We will focus on the following two metrics:

---

### ✅ Metric 1: Execution Accuracy (EX)

| Metric               | Evaluation Target                                           | Requires DB Execution? | Notes                                                                 |
|----------------------|-------------------------------------------------------------|-------------------------|-----------------------------------------------------------------------|
| **Execution Accuracy (EX)** | Compares the execution result of predicted SQL with the ground-truth | ✅ Yes                  | Strict semantic measure.
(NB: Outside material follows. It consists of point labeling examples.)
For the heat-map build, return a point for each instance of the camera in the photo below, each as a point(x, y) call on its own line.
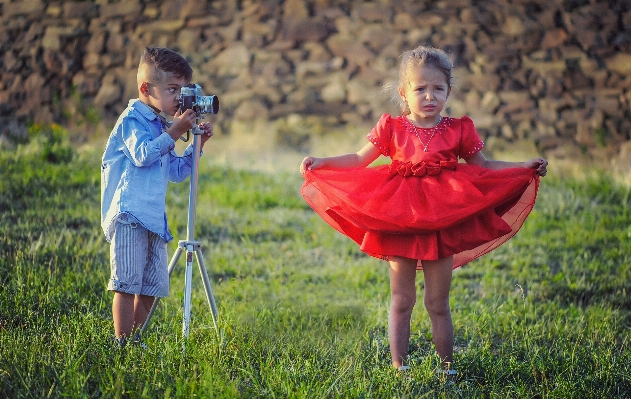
point(191, 98)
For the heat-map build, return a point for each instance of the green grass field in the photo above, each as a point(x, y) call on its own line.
point(302, 312)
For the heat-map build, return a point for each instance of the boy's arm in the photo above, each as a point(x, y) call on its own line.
point(141, 145)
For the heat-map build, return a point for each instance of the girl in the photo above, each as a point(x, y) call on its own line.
point(425, 210)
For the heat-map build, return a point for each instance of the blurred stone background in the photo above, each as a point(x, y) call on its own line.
point(538, 77)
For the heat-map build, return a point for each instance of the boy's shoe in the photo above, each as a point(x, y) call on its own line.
point(137, 341)
point(120, 342)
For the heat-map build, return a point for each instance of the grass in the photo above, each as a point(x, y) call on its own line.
point(302, 312)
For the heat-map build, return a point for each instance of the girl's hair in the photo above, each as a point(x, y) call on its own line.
point(155, 61)
point(420, 56)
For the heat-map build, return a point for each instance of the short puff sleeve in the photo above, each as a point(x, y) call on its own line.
point(381, 134)
point(470, 142)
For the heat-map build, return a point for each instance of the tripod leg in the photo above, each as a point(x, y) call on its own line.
point(209, 291)
point(174, 259)
point(188, 277)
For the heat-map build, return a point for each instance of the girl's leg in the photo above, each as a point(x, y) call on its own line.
point(402, 300)
point(437, 284)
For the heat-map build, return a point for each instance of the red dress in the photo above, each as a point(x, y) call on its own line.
point(425, 205)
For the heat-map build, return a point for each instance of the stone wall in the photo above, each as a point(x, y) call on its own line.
point(550, 73)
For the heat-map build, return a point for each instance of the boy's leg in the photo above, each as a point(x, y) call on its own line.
point(142, 306)
point(128, 257)
point(402, 300)
point(437, 285)
point(123, 314)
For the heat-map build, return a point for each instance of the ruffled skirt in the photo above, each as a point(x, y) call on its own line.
point(465, 212)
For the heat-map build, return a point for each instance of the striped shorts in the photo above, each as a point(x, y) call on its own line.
point(138, 260)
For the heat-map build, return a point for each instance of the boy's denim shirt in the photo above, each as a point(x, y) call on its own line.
point(138, 162)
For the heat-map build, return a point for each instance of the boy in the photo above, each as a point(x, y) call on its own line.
point(138, 162)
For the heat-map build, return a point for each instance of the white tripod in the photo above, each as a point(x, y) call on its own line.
point(190, 246)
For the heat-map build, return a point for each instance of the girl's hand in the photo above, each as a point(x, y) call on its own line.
point(540, 164)
point(207, 128)
point(309, 163)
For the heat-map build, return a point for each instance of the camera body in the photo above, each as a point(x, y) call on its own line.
point(191, 98)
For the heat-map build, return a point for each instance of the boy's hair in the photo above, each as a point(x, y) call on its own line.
point(155, 61)
point(420, 56)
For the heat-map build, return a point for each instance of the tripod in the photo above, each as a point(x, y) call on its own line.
point(191, 247)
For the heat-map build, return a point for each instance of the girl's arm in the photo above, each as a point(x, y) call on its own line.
point(360, 159)
point(536, 163)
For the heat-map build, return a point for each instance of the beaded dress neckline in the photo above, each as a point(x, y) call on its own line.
point(427, 132)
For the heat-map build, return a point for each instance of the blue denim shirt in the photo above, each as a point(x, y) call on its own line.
point(138, 162)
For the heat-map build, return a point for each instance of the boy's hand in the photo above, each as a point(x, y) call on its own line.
point(207, 128)
point(181, 123)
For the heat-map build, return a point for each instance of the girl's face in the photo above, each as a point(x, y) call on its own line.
point(426, 95)
point(163, 96)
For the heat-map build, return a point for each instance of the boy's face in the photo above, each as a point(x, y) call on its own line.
point(163, 95)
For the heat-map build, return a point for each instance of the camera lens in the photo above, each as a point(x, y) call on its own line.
point(207, 104)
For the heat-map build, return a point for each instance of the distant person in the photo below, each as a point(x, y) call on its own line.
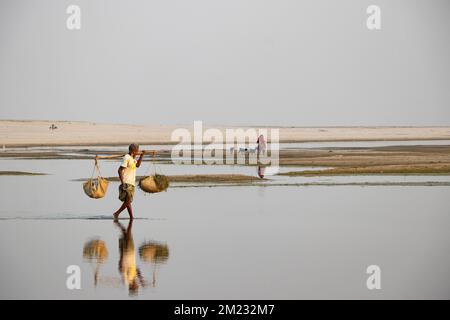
point(261, 144)
point(131, 275)
point(127, 176)
point(261, 171)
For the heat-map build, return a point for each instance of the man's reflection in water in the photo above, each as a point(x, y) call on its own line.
point(152, 252)
point(131, 275)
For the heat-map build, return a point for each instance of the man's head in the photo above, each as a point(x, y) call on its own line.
point(133, 149)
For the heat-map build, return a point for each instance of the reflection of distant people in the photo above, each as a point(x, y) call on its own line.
point(96, 250)
point(261, 144)
point(131, 275)
point(261, 171)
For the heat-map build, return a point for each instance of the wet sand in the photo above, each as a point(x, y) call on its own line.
point(73, 133)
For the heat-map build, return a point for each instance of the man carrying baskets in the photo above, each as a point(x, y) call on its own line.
point(127, 176)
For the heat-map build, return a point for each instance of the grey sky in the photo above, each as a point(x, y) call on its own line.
point(268, 62)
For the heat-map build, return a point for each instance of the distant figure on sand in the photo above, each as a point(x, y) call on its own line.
point(127, 176)
point(261, 144)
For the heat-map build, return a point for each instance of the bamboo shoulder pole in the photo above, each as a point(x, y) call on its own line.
point(153, 152)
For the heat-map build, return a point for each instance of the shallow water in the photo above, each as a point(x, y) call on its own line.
point(286, 242)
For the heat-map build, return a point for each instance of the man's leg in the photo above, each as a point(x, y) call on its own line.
point(122, 207)
point(130, 210)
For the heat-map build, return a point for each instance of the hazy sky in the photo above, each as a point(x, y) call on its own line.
point(271, 62)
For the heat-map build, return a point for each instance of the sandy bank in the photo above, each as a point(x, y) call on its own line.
point(72, 133)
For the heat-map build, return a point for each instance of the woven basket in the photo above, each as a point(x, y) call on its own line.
point(96, 188)
point(149, 184)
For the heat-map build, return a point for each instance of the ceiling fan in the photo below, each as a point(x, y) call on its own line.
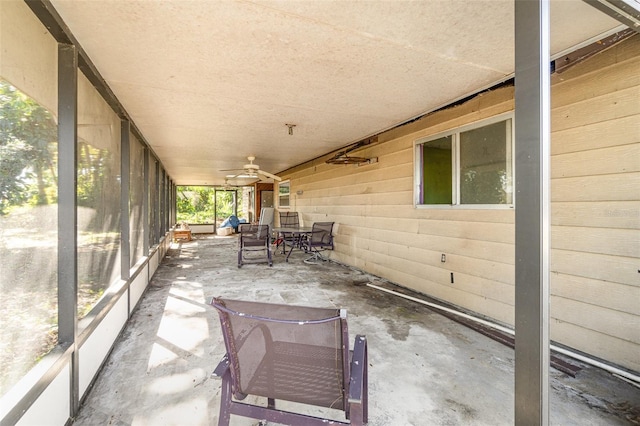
point(251, 170)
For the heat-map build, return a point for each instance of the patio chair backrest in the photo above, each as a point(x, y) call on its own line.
point(289, 219)
point(321, 235)
point(252, 234)
point(266, 216)
point(294, 353)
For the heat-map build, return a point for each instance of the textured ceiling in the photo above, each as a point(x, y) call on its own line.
point(209, 83)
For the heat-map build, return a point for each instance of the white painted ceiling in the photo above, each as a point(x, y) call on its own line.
point(209, 83)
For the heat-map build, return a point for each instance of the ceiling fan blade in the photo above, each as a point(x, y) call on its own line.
point(269, 175)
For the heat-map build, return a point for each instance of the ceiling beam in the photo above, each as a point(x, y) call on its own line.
point(625, 11)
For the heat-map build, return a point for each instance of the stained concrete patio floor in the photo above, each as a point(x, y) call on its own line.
point(425, 369)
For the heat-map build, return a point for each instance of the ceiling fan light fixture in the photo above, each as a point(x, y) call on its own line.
point(290, 126)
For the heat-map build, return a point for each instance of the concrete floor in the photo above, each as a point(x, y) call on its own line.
point(424, 368)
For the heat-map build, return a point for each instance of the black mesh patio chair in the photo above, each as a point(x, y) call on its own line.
point(318, 240)
point(290, 353)
point(288, 220)
point(254, 239)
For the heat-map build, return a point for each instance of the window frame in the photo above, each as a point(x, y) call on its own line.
point(283, 196)
point(455, 166)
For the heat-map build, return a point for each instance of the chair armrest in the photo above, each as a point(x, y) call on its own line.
point(222, 368)
point(358, 369)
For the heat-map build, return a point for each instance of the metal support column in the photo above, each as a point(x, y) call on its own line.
point(67, 208)
point(532, 222)
point(125, 182)
point(145, 204)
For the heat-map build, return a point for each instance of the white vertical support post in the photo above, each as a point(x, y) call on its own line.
point(67, 209)
point(532, 223)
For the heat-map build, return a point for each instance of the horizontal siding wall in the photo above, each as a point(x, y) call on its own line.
point(595, 284)
point(595, 190)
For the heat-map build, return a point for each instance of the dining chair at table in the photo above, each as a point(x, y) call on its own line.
point(254, 242)
point(318, 240)
point(288, 220)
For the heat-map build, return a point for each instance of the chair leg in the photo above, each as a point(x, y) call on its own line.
point(225, 400)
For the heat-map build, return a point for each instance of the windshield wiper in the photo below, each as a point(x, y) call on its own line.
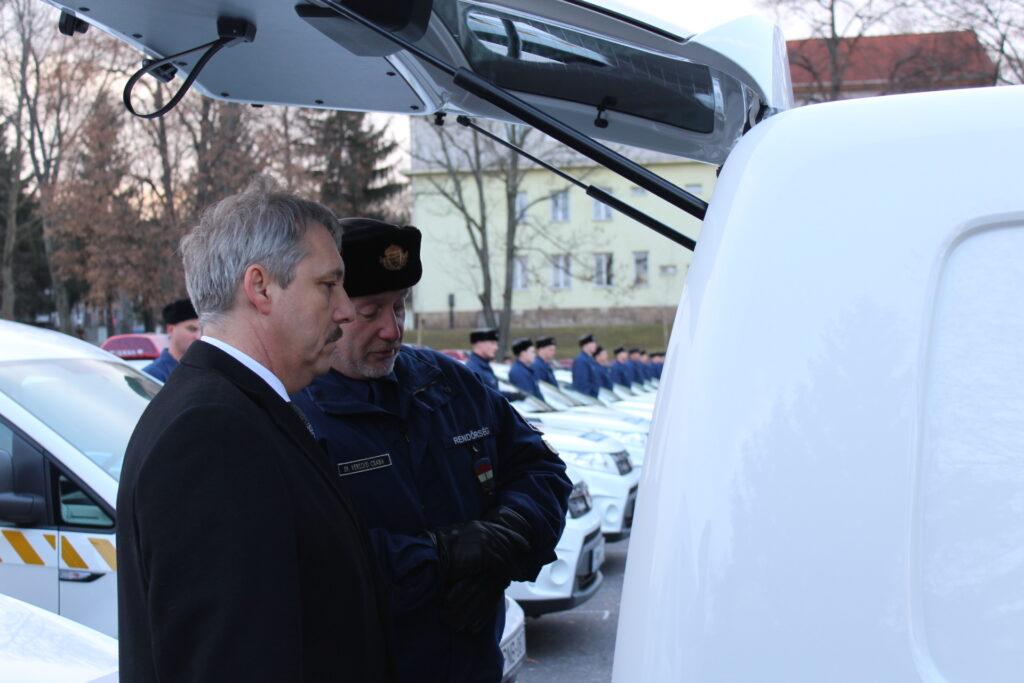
point(592, 190)
point(567, 135)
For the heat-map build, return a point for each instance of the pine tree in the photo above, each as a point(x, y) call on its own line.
point(352, 167)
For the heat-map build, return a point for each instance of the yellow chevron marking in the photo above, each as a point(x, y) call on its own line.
point(105, 549)
point(71, 557)
point(22, 547)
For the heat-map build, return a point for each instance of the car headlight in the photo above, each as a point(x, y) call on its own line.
point(601, 462)
point(580, 500)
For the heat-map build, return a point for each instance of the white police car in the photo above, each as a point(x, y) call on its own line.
point(67, 412)
point(576, 574)
point(38, 646)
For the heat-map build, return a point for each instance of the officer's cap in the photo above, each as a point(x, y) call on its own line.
point(521, 344)
point(178, 311)
point(483, 334)
point(379, 257)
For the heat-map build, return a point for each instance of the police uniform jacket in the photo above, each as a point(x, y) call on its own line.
point(636, 370)
point(482, 370)
point(586, 374)
point(427, 446)
point(239, 556)
point(544, 372)
point(621, 373)
point(162, 367)
point(523, 377)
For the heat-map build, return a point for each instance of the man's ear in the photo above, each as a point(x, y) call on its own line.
point(256, 284)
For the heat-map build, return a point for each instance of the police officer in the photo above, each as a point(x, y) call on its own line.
point(460, 495)
point(586, 372)
point(181, 325)
point(601, 356)
point(621, 372)
point(484, 349)
point(521, 373)
point(546, 349)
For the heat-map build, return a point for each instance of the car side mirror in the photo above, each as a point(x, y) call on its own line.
point(22, 508)
point(17, 508)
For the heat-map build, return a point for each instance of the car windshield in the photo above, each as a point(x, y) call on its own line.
point(92, 403)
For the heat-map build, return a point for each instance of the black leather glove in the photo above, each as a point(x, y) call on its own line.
point(469, 605)
point(474, 547)
point(517, 567)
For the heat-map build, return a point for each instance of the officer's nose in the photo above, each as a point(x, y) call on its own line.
point(391, 330)
point(344, 311)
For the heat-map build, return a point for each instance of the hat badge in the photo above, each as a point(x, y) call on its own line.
point(394, 258)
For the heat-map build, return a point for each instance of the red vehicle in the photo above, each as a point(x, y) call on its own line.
point(457, 353)
point(144, 346)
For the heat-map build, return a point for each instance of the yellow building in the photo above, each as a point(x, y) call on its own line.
point(576, 261)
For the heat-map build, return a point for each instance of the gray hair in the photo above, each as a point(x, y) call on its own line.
point(259, 225)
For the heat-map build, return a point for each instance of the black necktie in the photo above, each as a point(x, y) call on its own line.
point(303, 418)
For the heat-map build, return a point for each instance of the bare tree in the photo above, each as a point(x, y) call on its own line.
point(840, 25)
point(55, 84)
point(468, 169)
point(998, 25)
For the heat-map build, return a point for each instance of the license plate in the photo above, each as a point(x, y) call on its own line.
point(597, 556)
point(514, 649)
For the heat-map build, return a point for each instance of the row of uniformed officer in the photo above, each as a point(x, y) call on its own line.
point(460, 495)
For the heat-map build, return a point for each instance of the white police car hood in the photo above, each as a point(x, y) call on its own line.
point(38, 646)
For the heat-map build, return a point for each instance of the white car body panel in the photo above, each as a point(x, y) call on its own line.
point(38, 646)
point(556, 585)
point(614, 494)
point(836, 476)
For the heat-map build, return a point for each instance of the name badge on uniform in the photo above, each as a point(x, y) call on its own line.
point(484, 474)
point(365, 465)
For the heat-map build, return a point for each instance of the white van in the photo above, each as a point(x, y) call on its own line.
point(835, 477)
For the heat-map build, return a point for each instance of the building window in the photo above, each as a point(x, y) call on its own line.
point(520, 272)
point(521, 202)
point(560, 207)
point(640, 273)
point(602, 269)
point(561, 278)
point(601, 210)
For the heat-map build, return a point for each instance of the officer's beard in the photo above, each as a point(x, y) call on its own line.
point(370, 371)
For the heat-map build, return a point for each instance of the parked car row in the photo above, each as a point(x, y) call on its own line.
point(67, 411)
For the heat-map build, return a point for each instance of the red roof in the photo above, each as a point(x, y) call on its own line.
point(902, 62)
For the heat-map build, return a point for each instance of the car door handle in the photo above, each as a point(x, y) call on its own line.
point(80, 577)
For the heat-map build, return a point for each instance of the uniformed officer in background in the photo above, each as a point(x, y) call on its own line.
point(546, 349)
point(181, 326)
point(460, 495)
point(586, 372)
point(521, 373)
point(483, 343)
point(622, 373)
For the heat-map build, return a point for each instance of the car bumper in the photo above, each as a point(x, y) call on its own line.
point(586, 581)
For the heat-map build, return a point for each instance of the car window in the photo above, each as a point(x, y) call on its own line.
point(92, 403)
point(76, 507)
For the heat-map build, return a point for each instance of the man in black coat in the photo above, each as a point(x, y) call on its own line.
point(240, 557)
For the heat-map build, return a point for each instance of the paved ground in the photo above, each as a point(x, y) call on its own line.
point(579, 645)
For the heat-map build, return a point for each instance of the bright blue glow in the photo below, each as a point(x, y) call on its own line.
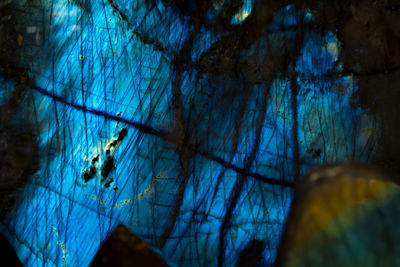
point(243, 13)
point(100, 61)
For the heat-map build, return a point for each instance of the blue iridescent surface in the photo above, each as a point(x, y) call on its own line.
point(104, 67)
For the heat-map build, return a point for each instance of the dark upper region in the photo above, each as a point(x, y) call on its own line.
point(122, 134)
point(108, 166)
point(95, 159)
point(89, 174)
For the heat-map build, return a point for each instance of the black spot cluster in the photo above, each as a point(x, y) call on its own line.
point(108, 165)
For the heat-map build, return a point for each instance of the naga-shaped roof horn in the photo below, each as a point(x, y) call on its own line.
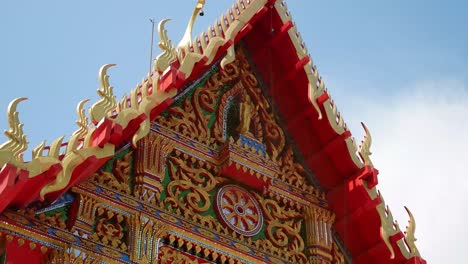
point(187, 38)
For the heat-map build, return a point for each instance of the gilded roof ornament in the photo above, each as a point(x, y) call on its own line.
point(83, 126)
point(187, 38)
point(37, 151)
point(169, 52)
point(364, 149)
point(409, 234)
point(16, 143)
point(107, 103)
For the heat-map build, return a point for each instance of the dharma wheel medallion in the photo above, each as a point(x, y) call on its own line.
point(239, 210)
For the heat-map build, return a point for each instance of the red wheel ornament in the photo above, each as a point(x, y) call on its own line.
point(239, 210)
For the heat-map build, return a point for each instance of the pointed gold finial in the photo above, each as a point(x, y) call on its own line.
point(364, 149)
point(83, 127)
point(169, 52)
point(16, 138)
point(187, 38)
point(410, 232)
point(82, 121)
point(37, 151)
point(100, 109)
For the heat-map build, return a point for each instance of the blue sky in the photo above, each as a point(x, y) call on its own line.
point(401, 66)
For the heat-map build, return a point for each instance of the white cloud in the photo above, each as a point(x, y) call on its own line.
point(420, 146)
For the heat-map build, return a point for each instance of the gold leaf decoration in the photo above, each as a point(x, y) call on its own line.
point(364, 149)
point(169, 53)
point(409, 233)
point(16, 143)
point(101, 109)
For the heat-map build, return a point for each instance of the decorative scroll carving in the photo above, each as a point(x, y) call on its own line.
point(364, 149)
point(318, 223)
point(72, 256)
point(187, 38)
point(169, 53)
point(16, 143)
point(111, 229)
point(147, 234)
point(409, 234)
point(192, 117)
point(119, 178)
point(283, 229)
point(101, 109)
point(193, 177)
point(168, 255)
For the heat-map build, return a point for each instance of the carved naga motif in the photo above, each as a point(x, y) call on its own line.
point(16, 143)
point(364, 149)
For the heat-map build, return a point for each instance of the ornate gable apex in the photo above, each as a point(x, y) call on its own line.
point(362, 219)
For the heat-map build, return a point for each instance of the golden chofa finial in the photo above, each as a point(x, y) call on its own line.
point(169, 53)
point(16, 143)
point(364, 149)
point(107, 103)
point(187, 38)
point(409, 233)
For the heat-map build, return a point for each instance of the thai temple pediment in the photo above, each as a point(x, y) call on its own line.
point(230, 151)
Different SQLs are allowed if results match. |

---

### ✅ Metric 2: Valid Efficiency Score (VES)

| Metric               | Evaluation Target                                           | Requires DB Execution? | Notes                                                                 |
|----------------------|-------------------------------------------------------------|-------------------------|-----------------------------------------------------------------------|
| **Valid Efficiency Score (VES)** | Measures execution efficiency relative to ground-truth SQL | ✅ Yes                  | Combines execution correctness with runtime/memory efficiency.        |

- `VES = EX × EfficiencyRatio`
- VES penalizes correct SQLs that are inefficient compared to the reference.

---

These metrics help us go beyond syntax and evaluate whether the predicted SQL is **semantically accurate and computationally efficient**.


In [2]:
# ================================================================
# WARNING: DO NOT INSTALL nl2sql360 VIA pip
# ---------------------------------------------------------------
# This project uses a **locally customized version** of NL2SQL360
# located at: ../nl2sql360/src
#
# Why?
# - Fixed minor bugs in the original implementation
# - Added internal debugging and logging features
# - Integrated with our custom evaluation pipeline and prompt structure
#
# ✔️ No need to install the library via pip
# ✔️ This will automatically load the local version
# ================================================================

import sys
import importlib

# Add local path with customized NL2SQL360 implementation
sys.path.insert(0, '../nl2sql360/src')

# Import and reload to reflect any recent changes
import nl2sql360
importlib.reload(nl2sql360)

# Confirm that the local path is used (not global site-packages)
print(nl2sql360.__file__)  # Should point to ../nl2sql360/src/nl2sql360/__init__.py


/home/azureuser/workspace/nl2sql-samsung-finanical/evaluation/../nl2sql360/src/nl2sql360/__init__.py


## Step 1: Import Dataset

Before evaluating the NL2SQL model, you must import a properly structured dataset into the NL2SQL360 pipeline.  
We use Core.import_dataset() with DatasetArguments to register the dataset.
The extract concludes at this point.